2019-12-06  本文已影响0人  傅晨明

121. 买卖股票的最佳时机

122. 买卖股票的最佳时机 II

123. 买卖股票的最佳时机 III

188. 买卖股票的最佳时机 IV

309. 最佳买卖股票时机含冷冻期

714. 买卖股票的最佳时机含手续费

参考:
https://leetcode-cn.com/problems/best-time-to-buy-and-sell-stock/solution/yi-ge-fang-fa-tuan-mie-6-dao-gu-piao-wen-ti-by-l-3/

https://leetcode.com/problems/best-time-to-buy-and-sell-stock-iii/discuss/39611/Is-it-Best-Solution-with-O(n)-O(1).

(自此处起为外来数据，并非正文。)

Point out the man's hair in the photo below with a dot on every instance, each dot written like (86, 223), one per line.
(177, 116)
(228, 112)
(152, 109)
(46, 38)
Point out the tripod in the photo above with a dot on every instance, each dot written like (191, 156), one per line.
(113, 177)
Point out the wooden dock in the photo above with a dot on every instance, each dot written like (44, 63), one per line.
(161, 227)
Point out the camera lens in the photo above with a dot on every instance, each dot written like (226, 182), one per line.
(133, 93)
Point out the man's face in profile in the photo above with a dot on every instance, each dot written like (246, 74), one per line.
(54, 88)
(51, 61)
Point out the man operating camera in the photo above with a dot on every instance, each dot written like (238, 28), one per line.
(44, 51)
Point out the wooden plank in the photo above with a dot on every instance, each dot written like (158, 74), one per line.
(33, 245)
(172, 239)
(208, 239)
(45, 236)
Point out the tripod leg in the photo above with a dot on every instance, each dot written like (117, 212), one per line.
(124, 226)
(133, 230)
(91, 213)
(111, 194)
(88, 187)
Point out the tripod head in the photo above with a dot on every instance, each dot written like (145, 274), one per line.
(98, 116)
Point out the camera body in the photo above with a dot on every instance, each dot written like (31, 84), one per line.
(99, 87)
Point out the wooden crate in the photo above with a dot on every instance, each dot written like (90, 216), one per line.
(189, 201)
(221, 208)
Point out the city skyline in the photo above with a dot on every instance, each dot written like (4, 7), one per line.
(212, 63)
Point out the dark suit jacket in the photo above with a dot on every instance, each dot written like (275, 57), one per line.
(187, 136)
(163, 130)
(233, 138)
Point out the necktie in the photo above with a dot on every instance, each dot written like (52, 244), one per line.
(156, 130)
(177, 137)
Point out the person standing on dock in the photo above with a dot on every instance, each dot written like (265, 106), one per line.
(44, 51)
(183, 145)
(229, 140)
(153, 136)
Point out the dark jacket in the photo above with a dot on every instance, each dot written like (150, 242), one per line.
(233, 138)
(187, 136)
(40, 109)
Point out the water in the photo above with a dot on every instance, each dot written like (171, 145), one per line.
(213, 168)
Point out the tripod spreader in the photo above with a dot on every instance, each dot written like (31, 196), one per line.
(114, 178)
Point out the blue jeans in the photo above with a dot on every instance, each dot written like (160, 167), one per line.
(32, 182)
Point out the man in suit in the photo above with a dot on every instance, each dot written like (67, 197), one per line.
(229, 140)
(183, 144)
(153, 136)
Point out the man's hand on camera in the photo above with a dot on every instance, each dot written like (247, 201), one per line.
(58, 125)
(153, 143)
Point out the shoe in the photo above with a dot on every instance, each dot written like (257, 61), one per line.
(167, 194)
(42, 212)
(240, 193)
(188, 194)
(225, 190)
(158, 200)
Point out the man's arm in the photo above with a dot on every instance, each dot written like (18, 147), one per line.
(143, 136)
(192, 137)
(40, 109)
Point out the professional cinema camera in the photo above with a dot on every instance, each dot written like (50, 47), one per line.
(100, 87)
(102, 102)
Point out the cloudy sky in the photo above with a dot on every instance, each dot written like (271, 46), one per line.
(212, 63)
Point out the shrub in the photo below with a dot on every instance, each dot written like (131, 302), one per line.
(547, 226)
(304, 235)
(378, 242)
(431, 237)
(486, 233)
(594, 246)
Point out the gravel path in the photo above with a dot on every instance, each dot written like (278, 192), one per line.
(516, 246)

https://leetcode.com/problems/best-time-to-buy-and-sell-stock-iii/discuss/135704/Detail-explanation-of-DP-solution

https://leetcode.com/problems/best-time-to-buy-and-sell-stock-iii/discuss/39608/A-clean-DP-solution-which-generalizes-to-k-transactions


以188. 买卖股票的最佳时机 IV 为例讲解,因为其他题可以通过这道题演化出来。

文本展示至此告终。